Вот тут у меня внутри что-то сдвинулось, и сдвинулось приятно.
Я в первой жизни двадцать три года прожил в мире, где эта простая вещь была законом и её никто вслух не проговаривал, потому что и так все знали. А тут её проговорили вслух, при мне, мужику в глине, — и оказалось, что слышать её вслух совсем не то же самое, что знать.
— Спасибо, — сказал я.
— Не за что, — сказал Бортников. — Я не тебя выгораживаю, я порядок держу. — Он потёр лицо ладонью, тяжело, будто снимал с него усталость. — Ты вот что. Ты...
И тут он вдруг споткнулся. Не на слове — на мысли. Я это увидел: он собирался сказать одно, а сказал другое.

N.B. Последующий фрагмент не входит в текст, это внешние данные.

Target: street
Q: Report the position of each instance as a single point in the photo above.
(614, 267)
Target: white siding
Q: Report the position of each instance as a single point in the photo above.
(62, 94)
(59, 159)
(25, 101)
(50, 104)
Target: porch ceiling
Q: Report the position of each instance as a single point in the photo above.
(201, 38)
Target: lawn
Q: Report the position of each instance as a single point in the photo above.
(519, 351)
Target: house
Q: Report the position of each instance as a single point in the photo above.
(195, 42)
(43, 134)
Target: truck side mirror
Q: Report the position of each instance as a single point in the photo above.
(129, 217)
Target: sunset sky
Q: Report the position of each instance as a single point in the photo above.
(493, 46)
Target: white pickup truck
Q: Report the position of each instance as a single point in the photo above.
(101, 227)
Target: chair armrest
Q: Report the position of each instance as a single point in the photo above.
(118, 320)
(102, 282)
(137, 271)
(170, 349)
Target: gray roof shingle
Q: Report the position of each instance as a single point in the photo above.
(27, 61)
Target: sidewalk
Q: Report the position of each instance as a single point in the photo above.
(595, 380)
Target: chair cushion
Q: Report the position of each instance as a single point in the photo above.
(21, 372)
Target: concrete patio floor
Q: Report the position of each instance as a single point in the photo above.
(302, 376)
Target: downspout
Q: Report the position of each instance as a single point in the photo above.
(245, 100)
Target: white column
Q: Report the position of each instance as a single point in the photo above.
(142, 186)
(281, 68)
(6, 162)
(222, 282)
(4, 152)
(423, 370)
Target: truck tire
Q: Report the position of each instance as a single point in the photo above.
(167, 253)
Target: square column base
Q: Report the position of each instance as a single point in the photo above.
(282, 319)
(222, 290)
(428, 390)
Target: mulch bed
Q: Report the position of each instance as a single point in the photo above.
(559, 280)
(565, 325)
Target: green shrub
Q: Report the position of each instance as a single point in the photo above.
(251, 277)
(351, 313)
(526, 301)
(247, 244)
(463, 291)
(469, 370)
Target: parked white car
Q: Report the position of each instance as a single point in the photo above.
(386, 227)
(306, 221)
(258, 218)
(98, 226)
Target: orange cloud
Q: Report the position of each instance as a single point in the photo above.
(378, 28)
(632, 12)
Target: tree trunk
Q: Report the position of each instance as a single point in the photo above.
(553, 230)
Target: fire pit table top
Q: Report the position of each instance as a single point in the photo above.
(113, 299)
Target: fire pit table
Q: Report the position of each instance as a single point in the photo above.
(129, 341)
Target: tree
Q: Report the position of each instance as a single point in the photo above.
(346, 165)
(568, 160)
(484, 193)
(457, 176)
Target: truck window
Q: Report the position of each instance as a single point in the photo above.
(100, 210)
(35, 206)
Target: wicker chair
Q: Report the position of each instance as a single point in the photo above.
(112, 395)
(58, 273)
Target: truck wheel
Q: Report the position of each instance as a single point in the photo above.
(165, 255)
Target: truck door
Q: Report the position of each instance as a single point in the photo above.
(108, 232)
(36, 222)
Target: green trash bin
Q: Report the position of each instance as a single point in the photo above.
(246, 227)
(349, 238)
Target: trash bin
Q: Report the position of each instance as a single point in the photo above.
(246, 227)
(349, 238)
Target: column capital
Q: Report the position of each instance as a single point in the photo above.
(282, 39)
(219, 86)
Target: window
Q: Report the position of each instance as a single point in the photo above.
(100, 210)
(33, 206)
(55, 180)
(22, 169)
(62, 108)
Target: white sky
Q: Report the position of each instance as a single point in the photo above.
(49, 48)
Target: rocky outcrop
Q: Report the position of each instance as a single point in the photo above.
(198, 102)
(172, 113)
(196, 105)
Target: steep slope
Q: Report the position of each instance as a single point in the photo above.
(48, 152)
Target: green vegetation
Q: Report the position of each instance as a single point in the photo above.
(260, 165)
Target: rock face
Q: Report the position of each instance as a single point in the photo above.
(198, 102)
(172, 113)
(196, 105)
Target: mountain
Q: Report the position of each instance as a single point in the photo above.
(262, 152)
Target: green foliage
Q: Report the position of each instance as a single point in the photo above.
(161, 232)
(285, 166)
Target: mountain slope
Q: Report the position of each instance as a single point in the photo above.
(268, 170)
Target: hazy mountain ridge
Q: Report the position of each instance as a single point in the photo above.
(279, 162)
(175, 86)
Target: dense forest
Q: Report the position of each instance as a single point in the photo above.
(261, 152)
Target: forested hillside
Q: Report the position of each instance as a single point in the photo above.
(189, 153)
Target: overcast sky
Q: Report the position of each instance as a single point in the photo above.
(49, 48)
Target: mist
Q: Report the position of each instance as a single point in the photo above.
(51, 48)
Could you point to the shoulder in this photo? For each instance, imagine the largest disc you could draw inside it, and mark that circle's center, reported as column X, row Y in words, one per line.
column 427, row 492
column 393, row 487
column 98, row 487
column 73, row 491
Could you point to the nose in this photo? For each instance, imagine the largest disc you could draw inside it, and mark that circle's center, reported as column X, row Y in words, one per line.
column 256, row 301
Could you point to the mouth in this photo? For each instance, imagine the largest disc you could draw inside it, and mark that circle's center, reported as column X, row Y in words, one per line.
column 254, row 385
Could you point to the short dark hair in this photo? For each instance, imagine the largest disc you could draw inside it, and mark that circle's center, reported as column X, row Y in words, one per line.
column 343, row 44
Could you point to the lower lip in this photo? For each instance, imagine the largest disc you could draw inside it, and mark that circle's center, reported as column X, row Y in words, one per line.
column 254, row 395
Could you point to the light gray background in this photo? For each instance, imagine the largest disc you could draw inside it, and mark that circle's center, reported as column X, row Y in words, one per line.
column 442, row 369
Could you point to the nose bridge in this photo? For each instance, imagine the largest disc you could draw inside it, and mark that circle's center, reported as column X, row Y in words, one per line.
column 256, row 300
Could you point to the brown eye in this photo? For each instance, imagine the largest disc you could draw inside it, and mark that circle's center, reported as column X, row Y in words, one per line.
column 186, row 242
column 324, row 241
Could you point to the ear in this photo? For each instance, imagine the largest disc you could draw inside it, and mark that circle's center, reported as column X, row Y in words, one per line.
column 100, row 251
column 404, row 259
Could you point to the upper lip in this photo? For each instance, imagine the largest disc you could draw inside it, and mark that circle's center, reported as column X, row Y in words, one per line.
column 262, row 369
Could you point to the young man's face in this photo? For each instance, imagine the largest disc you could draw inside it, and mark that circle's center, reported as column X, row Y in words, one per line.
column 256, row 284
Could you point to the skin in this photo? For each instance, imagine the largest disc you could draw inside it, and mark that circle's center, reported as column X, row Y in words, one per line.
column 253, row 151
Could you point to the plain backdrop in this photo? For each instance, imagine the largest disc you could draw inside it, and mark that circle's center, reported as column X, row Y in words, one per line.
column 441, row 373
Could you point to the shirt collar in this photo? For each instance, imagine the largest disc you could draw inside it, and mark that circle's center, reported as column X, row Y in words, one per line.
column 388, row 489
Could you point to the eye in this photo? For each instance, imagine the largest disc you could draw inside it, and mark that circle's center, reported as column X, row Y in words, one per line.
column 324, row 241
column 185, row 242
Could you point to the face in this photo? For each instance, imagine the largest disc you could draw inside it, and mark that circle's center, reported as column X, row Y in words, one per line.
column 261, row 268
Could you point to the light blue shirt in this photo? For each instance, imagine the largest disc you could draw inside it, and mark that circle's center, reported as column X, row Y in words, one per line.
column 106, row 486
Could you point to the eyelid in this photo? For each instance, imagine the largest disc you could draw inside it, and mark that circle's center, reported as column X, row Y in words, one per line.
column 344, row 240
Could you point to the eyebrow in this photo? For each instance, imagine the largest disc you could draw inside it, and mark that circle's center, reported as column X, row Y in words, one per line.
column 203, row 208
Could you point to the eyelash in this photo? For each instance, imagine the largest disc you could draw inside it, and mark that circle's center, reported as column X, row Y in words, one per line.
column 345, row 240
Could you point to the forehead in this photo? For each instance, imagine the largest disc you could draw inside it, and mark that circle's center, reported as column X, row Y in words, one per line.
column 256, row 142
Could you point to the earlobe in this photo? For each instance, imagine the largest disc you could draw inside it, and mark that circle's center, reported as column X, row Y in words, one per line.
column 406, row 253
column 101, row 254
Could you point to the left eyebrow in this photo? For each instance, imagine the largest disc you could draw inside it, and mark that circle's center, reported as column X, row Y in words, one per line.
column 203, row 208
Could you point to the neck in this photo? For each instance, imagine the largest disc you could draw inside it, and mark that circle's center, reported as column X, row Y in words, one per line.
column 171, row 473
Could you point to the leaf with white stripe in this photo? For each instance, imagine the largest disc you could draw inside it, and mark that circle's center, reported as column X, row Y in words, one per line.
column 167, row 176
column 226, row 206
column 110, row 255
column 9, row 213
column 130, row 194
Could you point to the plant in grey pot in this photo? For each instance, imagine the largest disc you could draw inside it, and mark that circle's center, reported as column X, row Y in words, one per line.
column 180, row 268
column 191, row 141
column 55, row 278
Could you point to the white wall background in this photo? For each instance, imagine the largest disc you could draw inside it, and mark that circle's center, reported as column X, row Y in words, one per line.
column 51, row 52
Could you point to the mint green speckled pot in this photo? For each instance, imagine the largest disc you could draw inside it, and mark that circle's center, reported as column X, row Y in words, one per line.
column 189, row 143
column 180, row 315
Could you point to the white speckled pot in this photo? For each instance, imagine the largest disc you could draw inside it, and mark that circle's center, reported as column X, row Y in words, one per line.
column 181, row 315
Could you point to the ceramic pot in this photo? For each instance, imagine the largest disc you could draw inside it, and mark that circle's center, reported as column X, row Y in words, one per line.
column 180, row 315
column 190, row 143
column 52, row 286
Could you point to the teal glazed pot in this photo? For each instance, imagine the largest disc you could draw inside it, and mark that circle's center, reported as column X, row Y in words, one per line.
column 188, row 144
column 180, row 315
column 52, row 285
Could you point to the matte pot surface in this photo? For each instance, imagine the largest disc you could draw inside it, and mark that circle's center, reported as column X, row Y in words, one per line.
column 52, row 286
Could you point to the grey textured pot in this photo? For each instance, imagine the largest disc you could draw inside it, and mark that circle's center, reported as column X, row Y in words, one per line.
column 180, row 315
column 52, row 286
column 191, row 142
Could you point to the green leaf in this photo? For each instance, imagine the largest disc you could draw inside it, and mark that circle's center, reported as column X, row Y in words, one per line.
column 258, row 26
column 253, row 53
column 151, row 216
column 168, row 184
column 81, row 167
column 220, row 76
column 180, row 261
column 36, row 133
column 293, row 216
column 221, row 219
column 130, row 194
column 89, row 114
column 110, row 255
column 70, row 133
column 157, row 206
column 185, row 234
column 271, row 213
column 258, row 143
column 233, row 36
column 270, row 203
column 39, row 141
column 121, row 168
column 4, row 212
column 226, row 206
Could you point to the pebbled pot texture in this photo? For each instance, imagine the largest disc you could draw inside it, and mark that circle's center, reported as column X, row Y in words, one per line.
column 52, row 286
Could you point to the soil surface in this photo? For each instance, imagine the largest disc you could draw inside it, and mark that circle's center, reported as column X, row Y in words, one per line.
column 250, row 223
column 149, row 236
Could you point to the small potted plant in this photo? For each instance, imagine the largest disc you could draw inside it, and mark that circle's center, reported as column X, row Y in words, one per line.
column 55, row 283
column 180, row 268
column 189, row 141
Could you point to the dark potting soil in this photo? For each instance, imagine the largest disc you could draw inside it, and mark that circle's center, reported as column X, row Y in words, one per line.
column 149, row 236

— Ты из-под Дмитрова, что ли?
— Оттуда, — сказал я, и что-то внутри у меня насторожилось раньше, чем я успел понять почему.
— Кулагин говорит, вы с ним почти соседи.
— Мы с Пал Егорычем в разных концах одного уезда, — сказал я. — Он в Ильинском, я подальше.
Бортников почесал бровь ногтем большого пальца, глядя куда-то в сторону, будто вспоминал что-то, ускользающее от него самого.
— Странно, — сказал он. — Я про Гринёвых что-то другое слышал.
В такую секунду не бывает ничего.
Ничего не бывает. Вот что самое скверное. Не холодеет спина, не звенит в ушах, не встаёт волосок — это всё в книжках. В жизни ты просто продолжаешь стоять, и лицо у тебя остаётся ровно тем же, каким было полсекунды назад, а внутри включается очень быстрый, очень холодный счётчик, и он считает не страх, а варианты.